Зная об этом, Маруся в то же время не могла отпустить своего Арсения, в смысле не могла отказаться от него. Бывали случаи, когда она тайком провожала его до Курского вокзала, когда он уезжал на дачу к Бохоновой в Тарусу. Стоя в толпе отъезжающих на перроне, она все ждала, что он обернется и встретится с ней взглядом, но он так и не оборачивался.

Все окончательно стало ясно, когда от Тарковского из Тарусы пришло письмо следующего содержания: «В Москву я буду приезжать часто; будем мы с тобой друзьями, без этого мне будет плохо. Все, что вышло так странно, – всему я виною, я это знаю, и мне горько, что я причиняю тебе боль».

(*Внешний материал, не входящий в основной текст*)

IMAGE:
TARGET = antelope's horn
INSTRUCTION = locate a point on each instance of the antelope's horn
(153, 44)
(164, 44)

Уход Арсения стал для Марии Ивановны не только тяжелым моральным ударом, хотя все к этому шло, и она это понимала (другое дело, что быть готовым к этому невозможно в принципе), но породил и массу проблем материального характера.

Так, осенью 1937 года Маруся Вишнякова вышла на работу в Первую Образцовую типографию, что находилась рядом со Щипком, на Валовой улице. Через год она получила должность корректора. Это были небольшие деньги, но они были. Изредка помогал Арсений.

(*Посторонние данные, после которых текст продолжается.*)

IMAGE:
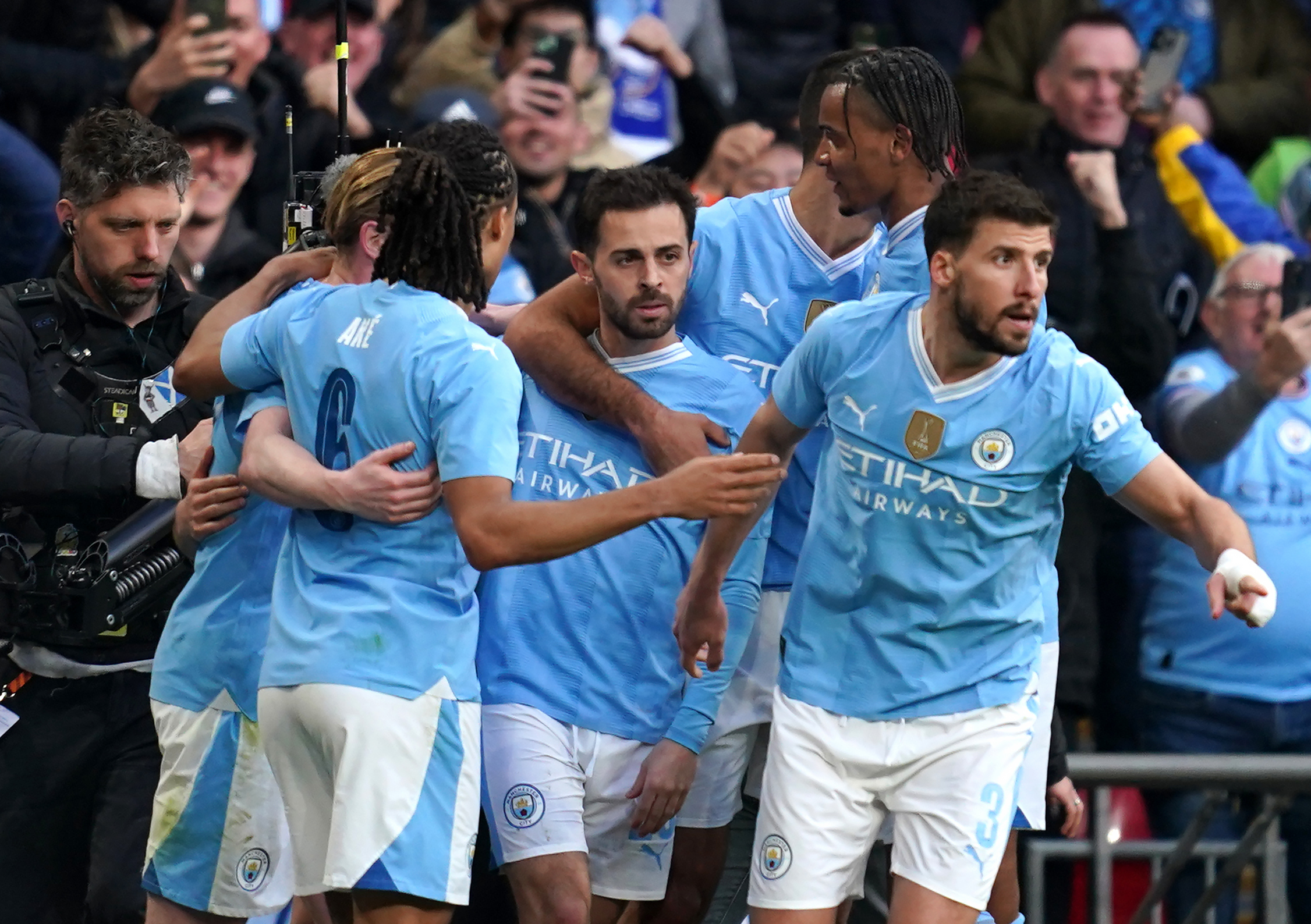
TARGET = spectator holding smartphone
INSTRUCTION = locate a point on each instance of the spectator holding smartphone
(1236, 416)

Из воспоминаний Елены Трениной «С той стороны зеркального стекла…»:

«Работал Арсений, что называется, по настроению, объясняя, что нет “вдохновения”. И мы ждали вместе с ним, когда оно придет. Залезали в долги. Часто выручал папа (кроме того, что давал деньги ежемесячно). В такие периоды Арсений раскладывал пасьянсы, они его “успокаивали”… Потом вдохновение приходило, – приходили и деньги. Мама хотела выйти на работу, чтобы легче было пережить такие периоды. Арсений категорически возражал. Доходило до ссор. Он не мог без мамы находиться ни минуты. Если мама выходила к соседке Елене Ивановне на десять минут, на одиннадцатой он бежал за ней. Если она выходила в киоск за папиросами (мама курила), через пятнадцать минут он шел искать ее. Безумная любовь порождала безумную ревность, хотя для этого не было никаких оснований. Он признавался, что ревнует маму даже к “фонарному столбу”, но справиться с этим не может. Он мучил маму своей ревностью. Я не понимала, как она это выдерживает. Мне было очень жаль ее. Он доводил ее до слез. Потом падал перед ней на колени, целовал руки, просил прощенья. Через какое-то время все повторялось. Когда появлялись деньги, Арсений осыпал маму подарками, делал покупки в дом. Покупал книги и очередную курительную трубку в свою коллекцию. Трубки он покупал в комиссионках, они были разного фасона, из разных стран. Курил он только трубку, и в комнатах всегда был запах хорошего табака… Как только Арсений получал деньги, мама звонила Марии Ивановне, чтобы она пришла за деньгами для детей, зная, что Арсений довольно быстро найдет им применение. Меня это удивляло. Мне казалось, что не мама, а Арсений должен звонить и заботиться о детях».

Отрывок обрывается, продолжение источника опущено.